Ex-CEO Faces Max Jail Time for Mine Explosion & Worker Deaths

CHARLESTON, W. VA  — In the six years since the fatal Upper Big Branch mine explosion, prosecutors have attempted to make Don Blakenship accountable for his actions. Currently, the federal government is trying to make Blankenship serve a maximum sentence and pay the maximum amount allowed in fines due to his role in the West Virginia mine explosion.

In January 2006 one miner died in Melville, West Virginia during a mine blast. April 5, 2010 twenty-nine Massey Energy workers died when the Upper Big Branch mine exploded. Both of these disasters happened under Blankenship’s watch. As of now, Blankenship is facing $250,000 in fines and one year in prison for both incidents. Booth Goodwin, a U.S. attorney says that is not enough.

Goodwin insists that as investigations continue, more incriminating evidence is being unearthed against Blankenship. In a powerful plea, Goodwin asks Judge Irene Berger which is worse, a drug dealer with no other options but to sell drugs, or a wealthy CEO who full knowing sends his workers into dangerous conditions everyday? A subsidiary of the Massey company has already admitted to knowing about improper ventilation systems in the mines and failed safety inspections.

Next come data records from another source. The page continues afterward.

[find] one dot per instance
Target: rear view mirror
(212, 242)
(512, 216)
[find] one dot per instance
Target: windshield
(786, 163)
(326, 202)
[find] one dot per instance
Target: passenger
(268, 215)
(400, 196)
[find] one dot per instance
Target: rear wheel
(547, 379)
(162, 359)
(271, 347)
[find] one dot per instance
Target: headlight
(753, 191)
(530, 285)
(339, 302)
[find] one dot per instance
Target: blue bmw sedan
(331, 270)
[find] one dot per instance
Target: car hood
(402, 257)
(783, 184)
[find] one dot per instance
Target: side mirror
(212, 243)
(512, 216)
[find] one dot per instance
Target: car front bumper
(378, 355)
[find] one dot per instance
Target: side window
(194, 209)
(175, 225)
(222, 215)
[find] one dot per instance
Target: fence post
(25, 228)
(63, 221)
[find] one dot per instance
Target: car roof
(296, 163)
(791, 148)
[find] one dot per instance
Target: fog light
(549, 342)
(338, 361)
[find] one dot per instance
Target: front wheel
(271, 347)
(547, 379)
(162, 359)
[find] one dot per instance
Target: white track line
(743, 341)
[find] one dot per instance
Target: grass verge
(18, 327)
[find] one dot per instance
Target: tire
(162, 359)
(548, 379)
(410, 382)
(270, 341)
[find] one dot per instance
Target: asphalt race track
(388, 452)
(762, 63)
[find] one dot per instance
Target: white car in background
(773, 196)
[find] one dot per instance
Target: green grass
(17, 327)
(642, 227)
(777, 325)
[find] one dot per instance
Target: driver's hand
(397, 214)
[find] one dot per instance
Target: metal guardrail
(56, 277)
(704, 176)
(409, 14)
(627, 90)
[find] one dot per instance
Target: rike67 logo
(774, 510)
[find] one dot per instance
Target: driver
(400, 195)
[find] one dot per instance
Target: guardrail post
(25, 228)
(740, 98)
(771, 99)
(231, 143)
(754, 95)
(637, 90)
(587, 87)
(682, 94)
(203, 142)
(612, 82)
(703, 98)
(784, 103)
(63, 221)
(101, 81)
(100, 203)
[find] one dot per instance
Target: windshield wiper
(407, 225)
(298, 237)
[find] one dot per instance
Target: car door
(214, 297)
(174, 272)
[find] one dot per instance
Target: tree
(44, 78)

Upper Big Branch launched an investigation titled Industrial Homicide further exploring the 2010 blast. While investigating Upper Big Branch, reporters found that workers were largely dissatisfied in the company’s lax approach to safety standards. Some workers reported that company officials openly did not care about implementing safety standards. Massey would knowingly go around laws and regulations. Officials thought that they would never be caught.

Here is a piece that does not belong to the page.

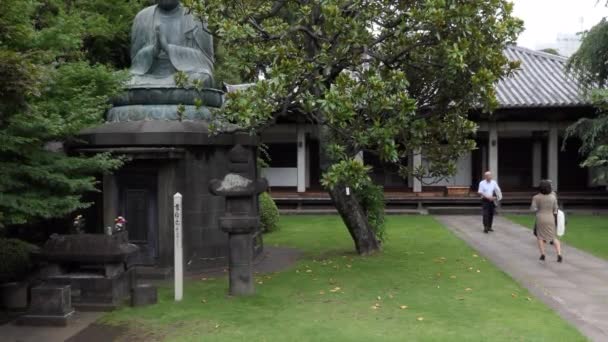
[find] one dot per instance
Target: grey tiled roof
(541, 81)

Included in the report were comments from prosecutors. Several prosecutors released that for a long time now, experts have known what causes mines to explode. They have also constructed preventative measures in that time to assure these tragedies happen less and less. Explosions would be less common if companies did not cut corners, and listened to the regulations and precautions experts and officials have put in place.